Reginald Stewart, chief diversity officer at the University of Nevada, Reno, has been selected vice president for diversity and inclusion at Iowa State. His appointment, subject to State Board of Regents approval at the regents' Oct. 22 meeting, begins on Dec. 1.
Stewart, who served as the inaugural chief diversity officer at University of Nevada, also will be the first to hold Iowa State's newly created vice presidential post. President Steven Leath created the position in response to a recommendation in a comprehensive study of ISU diversity programs.
"Iowa State’s commitment to diversity isn’t simply measured by statistics; it’s a principle that guides our land-grant mission of education, research, and service," Leath said. "I am very pleased to bring Dr. Reginald Stewart on board as our new Vice President for Diversity and Inclusion to enhance our campus environment in a way that values and celebrates diversity."

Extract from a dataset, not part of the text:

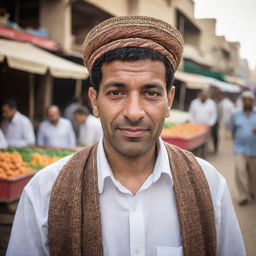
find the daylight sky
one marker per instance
(236, 19)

As Iowa State's chief diversity officer, Stewart will advise senior leadership on diversity planning efforts. He will develop initiatives to increase institutional diversity through recruitment and retention of faculty, staff and students. He also will serve as an advocate for diversity, equity and inclusion within the university, Ames community and the state.
Stewart says he'll start his work at Iowa State with a lot of conversations.
"The key thing about diversity and inclusion work is social capital," he said. "That is the most important thing. It's your ability to work with people and that only comes from being sincere, honest and taking the time to engage people.
"It's not immediately transactional. You don't come in here and do x, y, z. What you do is you come in and establish the framework from which you can work. That means engaging with people who are invested in long-term success."
Noting that he has spent nearly 15 years in student services and student affairs, Stewart said he remains a very strong student advocate.
"Sometimes when we talk about diversity and inclusion, there's an assumption that we're only taking about people who define themselves in specific types of categories," he said. "But the reality is diversity and inclusion are beneficial for all the students who are studying at Iowa State because they're going to graduate and move into a much more diverse workforce than most of us have ever encountered."
Stewart has served as chief diversity officer and adjunct professor of educational leadership at the University of Nevada since 2011. His prior positions at Nevada include director of the Center for Student Cultural Diversity and counselor for the federally funded TRiO Scholars Program.
Stewart served as diversity consultant to the city of Reno and the Reno police department. He also was a coordinator-counselor for Upward Bound, a TRiO program, at Huston-Tillotson College, Austin, Texas, and testing coordinator in the Disability Resource Center at San Francisco State University, California.
Stewart earned a bachelor's degree in sociology (1993) from San Francisco State University, and master of education in educational leadership (2003) and doctorate in higher education administration (2010) from the University of Nevada.